Es wurde deutlich, dass es eine wachsende Kluft zwischen der technologischen Entwicklung und der praktischen Anwendung gibt. Die Aussteller präsentierten zwar fortschrittliche Lösungen, aber die Strategie für die Implementierung in die Praxis – eine ganzheitliche Einbindung in die täglichen Abläufe der Kanzleien und die Lebenswirklichkeit der Mandanten – wurde nach Meinung vieler nicht ausreichend thematisiert.

Netzwerken: Verbindungen, die zählen

Die Möglichkeiten zum Netzwerken waren eine der wichtigsten Komponenten der Konferenz. Die Teilnehmer waren offen und bereit, Einblicke in ihre Arbeit zu gewähren, was zu tiefgreifenden Diskussionen und dem Austausch von Best Practices führte. Jedoch gab es auch eine erkennbare Vorsicht unter den Teilnehmern, die sich aus der Unsicherheit ergibt, wie die Integration von Legal Tech in die Praxis effektiv gestaltet werden kann, ohne die Qualität der rechtlichen Arbeit zu beeinträchtigen.

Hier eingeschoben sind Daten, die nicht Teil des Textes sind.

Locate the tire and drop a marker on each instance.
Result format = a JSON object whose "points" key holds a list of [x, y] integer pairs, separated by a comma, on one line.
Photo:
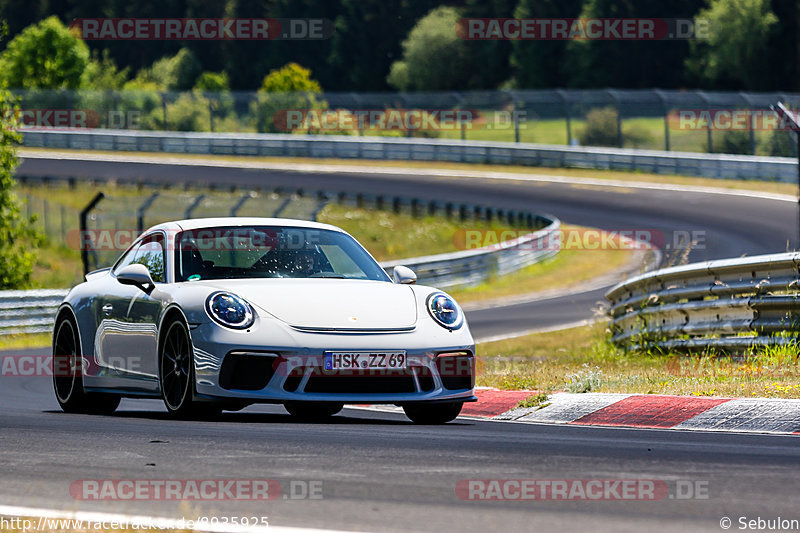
{"points": [[176, 376], [433, 413], [313, 411], [68, 374]]}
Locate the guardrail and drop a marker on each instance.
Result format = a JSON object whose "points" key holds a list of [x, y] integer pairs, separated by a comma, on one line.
{"points": [[351, 147], [29, 311], [727, 305], [471, 267], [34, 311]]}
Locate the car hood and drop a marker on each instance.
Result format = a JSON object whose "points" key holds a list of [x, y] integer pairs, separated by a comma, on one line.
{"points": [[330, 303]]}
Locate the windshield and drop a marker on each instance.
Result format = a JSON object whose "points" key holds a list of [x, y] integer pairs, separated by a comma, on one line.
{"points": [[271, 252]]}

Gerade in diesem Klima der Vorsicht und Unsicherheit zeigte sich eine besondere Stärke der Konferenz: die Möglichkeit, mit Gleichgesinnten zu netzwerken. Viele Akteure im Bereich Legal Tech haben erkannt, dass ein Ansatz des „Trial and Error“ oft notwendig ist, um zu wirkungsvollen Lösungen zu gelangen, ein Prozess, der für Anwälte und Kanzleien eher ungewöhnlich und möglicherweise auch unkomfortabel ist. Auf der Konferenz hatten Teilnehmer die besondere Gelegenheit, sich mit anderen auszutauschen, die möglicherweise schon einen Schritt weiter sind. Dieser Austausch bot eine Plattform, um Erfahrungen zu teilen, von denen man lernen kann, wodurch die Möglichkeit eigener Fehler reduziert werden kann. Dieses Netzwerk von Fachleuten, die bereit sind, sowohl ihre Erfolge als auch ihre Misserfolge zu teilen, hat eine Umgebung geschaffen, in der Zusammenarbeit und kollektives Lernen die Angst vor Neuem und Unbekanntem verringern können. In einem Feld, das sich so schnell entwickelt wie Legal Tech und Legal Innovation, wurde deutlich, dass das Teilen von Wissen und Erfahrungen nicht nur erwünscht, sondern für den Erfolg in der Branche unerlässlich ist.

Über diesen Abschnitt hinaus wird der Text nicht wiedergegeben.